Are Crime Statistics Reliable?
Posted by Edmond Geary on 01-10-2011
Public officials always tout their programs as successes. But sometimes that success is make believe. When public officials are in charge of reporting the program’s results, the reporting merits watching.
The New York Police Department is now suspected of manipulating their crime statistics to make the results appear to show lower crime. Compstat is a computerized mapping system that tracks criminal patterns credited with reducing major crimes. But current and former officers have voiced concerns that the program has created intense pressure to reduce crime each year to reduce crime each year and has led some supervisors to misclassify major crimes.
A year ago, an academic survey that included more than 100 retired police officers who were captains and higher-ranking reported being aware of ethically inappropriate changes to crime statistics in the major categories of felonies measured by CompStat. An investigation is underway by the Internal Affairs Bureau that crime complaints in the 81st Precinct in Brooklyn were intentionally downgraded to make the number of major crimes appear lower.
Now the police commissioner has appointed a panel to look into the integrity of the department’s internal crime-reporting system. Commissioner Raymond Kelly has announced the creation of the Crime Reporting Review Committee and said the committee would have broad access to the people and documents to review the Police Department records, tracks, and audits its crime numbers. He explained the panel was formed, not only to maintain the confidence of the public but because reliable crime statistics are necessary for effective planning and evaluation of crime-reduction strategies.
Of course, Kelly has always downplayed criticism of the program. He said that already the police department’s Quality Assurance Division has been monitoring crime reports. In reviewing 50,000 arrest reports a year, it found only a 1.5 per cent miscalculation rate.
The chief spokesman for the department, Paul Brown, explained the panel was created because there was a “lot of false or unfair accusations against the Police Department.” The panel will have 3-6 months to complete its study. It is composed of three members, all of whom have worked in the United States Attorney’s office in the Southern District of New York. They are David Kelley, who was United States Attorney in that office from 2003 to 2005, Sharon McCarthy who was special counsel to Governor Andrew Cuomo when he was attorney general of the State of New York, and Robert Morvillo, a noted criminal defense lawyer who may be remembered for defending Martha Stewart.
Brown said the department had 100 people assigned to auditing, who routinely audit each precinct each year, examining at least 600 cases in each station house every 12 months.

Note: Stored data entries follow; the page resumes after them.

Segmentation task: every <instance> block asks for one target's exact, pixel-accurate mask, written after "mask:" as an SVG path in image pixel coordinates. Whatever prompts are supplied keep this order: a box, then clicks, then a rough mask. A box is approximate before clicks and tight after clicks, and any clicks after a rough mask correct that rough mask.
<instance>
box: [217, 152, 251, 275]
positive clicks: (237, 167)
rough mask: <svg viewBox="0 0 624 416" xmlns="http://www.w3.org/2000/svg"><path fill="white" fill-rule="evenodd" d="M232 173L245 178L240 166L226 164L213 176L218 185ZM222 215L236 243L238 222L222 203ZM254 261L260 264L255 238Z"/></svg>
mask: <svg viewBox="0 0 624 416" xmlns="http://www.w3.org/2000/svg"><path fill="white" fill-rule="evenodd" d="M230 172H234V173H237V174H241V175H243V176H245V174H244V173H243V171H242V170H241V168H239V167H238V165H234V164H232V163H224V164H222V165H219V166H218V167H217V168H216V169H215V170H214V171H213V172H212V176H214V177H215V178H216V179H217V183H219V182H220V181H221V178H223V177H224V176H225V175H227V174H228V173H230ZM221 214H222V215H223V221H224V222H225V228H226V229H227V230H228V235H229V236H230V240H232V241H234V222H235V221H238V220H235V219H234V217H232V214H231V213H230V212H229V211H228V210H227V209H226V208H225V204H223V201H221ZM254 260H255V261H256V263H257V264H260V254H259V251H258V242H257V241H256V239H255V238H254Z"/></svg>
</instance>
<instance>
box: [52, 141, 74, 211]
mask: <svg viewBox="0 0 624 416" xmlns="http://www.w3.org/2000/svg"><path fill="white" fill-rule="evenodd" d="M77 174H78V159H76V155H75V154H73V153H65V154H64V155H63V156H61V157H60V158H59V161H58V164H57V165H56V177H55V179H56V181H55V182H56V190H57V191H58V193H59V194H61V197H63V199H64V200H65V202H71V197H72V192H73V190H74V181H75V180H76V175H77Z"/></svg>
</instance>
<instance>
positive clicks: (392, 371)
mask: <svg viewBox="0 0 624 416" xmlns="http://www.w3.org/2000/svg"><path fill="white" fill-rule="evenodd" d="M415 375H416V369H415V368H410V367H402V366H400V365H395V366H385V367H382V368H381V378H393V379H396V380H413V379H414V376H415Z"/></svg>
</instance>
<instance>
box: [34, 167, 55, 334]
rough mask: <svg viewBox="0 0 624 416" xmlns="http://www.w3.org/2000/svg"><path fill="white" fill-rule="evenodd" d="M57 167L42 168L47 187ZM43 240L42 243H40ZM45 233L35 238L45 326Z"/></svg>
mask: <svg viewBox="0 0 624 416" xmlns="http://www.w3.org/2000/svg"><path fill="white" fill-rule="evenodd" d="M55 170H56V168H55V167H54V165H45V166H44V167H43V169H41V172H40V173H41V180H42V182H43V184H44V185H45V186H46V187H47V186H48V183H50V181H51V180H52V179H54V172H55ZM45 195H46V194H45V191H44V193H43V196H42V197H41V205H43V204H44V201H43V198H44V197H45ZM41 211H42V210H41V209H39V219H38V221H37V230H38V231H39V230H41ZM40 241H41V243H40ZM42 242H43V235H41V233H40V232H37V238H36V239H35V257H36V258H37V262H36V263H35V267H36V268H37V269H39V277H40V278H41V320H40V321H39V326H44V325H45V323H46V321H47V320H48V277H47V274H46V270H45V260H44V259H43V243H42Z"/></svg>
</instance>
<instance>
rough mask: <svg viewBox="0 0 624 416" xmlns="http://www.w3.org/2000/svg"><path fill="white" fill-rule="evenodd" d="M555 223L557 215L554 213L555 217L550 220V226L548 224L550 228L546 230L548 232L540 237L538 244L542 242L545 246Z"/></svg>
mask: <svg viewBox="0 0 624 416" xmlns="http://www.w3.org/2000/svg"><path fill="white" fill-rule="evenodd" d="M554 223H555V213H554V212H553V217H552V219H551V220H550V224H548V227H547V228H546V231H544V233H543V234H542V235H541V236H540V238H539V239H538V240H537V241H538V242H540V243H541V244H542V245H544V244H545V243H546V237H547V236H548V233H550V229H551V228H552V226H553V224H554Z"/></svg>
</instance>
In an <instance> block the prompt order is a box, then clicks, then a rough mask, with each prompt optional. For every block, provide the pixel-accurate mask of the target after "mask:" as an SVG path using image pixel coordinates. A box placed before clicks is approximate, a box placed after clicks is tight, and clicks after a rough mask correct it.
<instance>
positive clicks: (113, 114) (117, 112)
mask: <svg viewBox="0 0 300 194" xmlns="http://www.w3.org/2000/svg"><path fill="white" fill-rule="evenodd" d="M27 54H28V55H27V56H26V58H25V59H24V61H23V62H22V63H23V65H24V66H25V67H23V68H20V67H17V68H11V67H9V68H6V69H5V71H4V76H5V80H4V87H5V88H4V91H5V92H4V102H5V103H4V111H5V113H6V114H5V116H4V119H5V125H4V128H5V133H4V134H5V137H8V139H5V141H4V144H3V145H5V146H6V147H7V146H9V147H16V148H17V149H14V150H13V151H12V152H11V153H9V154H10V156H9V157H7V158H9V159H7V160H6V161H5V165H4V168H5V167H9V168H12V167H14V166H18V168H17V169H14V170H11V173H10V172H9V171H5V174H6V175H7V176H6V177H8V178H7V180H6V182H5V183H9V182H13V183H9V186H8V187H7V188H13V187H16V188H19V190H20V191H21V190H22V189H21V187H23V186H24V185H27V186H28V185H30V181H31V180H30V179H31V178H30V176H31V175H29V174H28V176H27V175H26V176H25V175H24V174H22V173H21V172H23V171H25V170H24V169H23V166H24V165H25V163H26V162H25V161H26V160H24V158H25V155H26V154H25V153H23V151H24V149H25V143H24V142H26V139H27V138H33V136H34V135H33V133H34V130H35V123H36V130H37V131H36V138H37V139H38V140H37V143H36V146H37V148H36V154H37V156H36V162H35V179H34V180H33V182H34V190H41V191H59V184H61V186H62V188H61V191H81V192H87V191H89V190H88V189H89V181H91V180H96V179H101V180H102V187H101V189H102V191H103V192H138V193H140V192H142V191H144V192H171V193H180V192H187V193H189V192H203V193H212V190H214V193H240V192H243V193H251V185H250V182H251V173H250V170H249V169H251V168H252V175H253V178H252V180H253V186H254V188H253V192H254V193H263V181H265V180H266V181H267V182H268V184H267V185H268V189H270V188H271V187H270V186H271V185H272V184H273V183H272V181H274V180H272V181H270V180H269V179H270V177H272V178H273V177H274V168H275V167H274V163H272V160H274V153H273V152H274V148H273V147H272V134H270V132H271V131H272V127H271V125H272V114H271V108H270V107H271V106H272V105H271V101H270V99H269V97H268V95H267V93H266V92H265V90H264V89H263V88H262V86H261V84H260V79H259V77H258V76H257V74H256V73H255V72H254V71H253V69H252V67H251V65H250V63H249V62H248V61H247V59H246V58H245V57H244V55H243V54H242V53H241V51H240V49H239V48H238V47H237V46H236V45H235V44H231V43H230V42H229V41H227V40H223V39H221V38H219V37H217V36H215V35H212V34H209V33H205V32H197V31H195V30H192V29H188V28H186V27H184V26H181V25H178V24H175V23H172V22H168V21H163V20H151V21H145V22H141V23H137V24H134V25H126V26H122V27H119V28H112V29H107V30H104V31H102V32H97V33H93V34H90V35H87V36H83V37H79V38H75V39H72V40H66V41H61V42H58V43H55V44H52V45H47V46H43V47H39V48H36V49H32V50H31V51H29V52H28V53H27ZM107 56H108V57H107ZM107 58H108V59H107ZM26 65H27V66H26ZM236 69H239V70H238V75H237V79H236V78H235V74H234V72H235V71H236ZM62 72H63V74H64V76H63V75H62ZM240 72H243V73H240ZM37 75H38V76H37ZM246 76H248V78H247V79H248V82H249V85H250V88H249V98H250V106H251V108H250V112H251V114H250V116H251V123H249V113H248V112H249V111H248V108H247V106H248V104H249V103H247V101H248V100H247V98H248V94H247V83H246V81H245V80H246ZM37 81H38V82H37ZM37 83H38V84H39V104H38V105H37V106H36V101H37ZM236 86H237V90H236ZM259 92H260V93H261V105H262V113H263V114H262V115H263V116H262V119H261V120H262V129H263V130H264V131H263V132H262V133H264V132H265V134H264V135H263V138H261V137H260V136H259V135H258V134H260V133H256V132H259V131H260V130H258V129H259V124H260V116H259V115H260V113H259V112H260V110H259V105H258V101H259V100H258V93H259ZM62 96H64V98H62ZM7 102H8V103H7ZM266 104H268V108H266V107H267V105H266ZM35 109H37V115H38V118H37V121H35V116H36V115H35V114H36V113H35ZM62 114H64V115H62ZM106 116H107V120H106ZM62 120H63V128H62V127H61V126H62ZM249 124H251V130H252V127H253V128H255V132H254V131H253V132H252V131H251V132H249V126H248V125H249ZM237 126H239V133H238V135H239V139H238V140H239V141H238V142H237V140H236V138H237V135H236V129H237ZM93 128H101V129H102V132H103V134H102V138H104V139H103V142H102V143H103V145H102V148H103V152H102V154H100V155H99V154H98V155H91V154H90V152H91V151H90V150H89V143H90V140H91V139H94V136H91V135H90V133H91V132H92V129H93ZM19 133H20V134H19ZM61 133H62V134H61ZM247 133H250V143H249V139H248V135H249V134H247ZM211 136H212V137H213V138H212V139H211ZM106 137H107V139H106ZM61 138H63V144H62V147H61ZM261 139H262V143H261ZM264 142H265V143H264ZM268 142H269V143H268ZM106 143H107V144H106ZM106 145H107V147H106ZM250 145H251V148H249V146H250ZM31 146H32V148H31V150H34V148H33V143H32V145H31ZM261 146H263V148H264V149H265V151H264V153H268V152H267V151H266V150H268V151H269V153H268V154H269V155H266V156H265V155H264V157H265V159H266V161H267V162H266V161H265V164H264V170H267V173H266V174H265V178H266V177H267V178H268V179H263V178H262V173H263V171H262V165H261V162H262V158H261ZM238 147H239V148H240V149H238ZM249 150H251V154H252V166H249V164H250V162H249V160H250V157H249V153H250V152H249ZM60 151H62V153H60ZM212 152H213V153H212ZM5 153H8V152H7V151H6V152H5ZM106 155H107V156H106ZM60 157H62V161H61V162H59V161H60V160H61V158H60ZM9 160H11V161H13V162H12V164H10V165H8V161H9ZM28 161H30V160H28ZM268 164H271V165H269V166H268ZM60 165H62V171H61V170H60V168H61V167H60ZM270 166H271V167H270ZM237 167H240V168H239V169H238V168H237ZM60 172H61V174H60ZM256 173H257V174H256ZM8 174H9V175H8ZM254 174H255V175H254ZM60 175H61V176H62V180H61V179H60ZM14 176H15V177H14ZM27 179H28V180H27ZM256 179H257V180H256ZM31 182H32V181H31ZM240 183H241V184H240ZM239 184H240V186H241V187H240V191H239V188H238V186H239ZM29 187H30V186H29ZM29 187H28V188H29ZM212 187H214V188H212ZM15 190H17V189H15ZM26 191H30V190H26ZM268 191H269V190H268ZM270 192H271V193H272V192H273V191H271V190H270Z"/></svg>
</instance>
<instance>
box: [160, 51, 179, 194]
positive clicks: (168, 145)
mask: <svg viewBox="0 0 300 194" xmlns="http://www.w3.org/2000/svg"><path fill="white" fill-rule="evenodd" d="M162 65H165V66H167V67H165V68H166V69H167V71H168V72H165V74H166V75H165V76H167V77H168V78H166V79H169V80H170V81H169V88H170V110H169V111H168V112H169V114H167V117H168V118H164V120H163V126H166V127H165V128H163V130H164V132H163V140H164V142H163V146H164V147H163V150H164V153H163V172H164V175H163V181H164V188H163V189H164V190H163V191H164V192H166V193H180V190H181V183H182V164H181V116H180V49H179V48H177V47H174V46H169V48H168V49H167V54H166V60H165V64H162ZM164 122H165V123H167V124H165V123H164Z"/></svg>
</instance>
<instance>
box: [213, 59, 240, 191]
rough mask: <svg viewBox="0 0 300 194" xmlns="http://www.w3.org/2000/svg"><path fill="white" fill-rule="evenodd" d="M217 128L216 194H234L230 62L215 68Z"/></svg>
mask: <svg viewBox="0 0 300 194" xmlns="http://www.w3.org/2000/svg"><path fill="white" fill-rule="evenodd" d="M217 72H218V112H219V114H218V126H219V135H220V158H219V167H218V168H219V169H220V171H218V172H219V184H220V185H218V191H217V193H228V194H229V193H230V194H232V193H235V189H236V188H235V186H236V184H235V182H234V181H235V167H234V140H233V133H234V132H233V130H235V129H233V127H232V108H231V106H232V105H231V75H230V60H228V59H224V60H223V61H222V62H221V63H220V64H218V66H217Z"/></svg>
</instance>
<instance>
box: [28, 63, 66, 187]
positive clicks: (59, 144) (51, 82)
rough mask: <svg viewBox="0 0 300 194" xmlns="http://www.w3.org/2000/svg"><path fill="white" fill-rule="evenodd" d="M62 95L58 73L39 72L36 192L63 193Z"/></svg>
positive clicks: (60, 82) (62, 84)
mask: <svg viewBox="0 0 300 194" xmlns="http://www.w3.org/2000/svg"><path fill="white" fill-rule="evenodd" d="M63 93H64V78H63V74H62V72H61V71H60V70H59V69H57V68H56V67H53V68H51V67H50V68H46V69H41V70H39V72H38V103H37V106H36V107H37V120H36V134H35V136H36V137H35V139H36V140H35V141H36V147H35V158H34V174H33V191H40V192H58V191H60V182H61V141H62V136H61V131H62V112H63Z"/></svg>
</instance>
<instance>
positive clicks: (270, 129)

Peter Vallone, chairman of the New York City Council public safety committee, has been gathering evidence for months to prepare for his own hearing on the issue. He says he will now wait until the panel has delivered its conclusions. He asserts his own belief that “the statistics were in fact being manipulated.” He says he has spoken to many current and former police officers who have corroborated that fact but who have refused to go on the record.
In 2005, Mark Pomerantz as chairman of the mayoral commission created to monitor the Police Department’s project to root out corruption told the City Council’s public safety committee that the commission had sought to review reports of fraudulent claims for police overtime and charges of sexual misconduct and domestic violence by police officers, but was stymied by the department’s failure to provide information.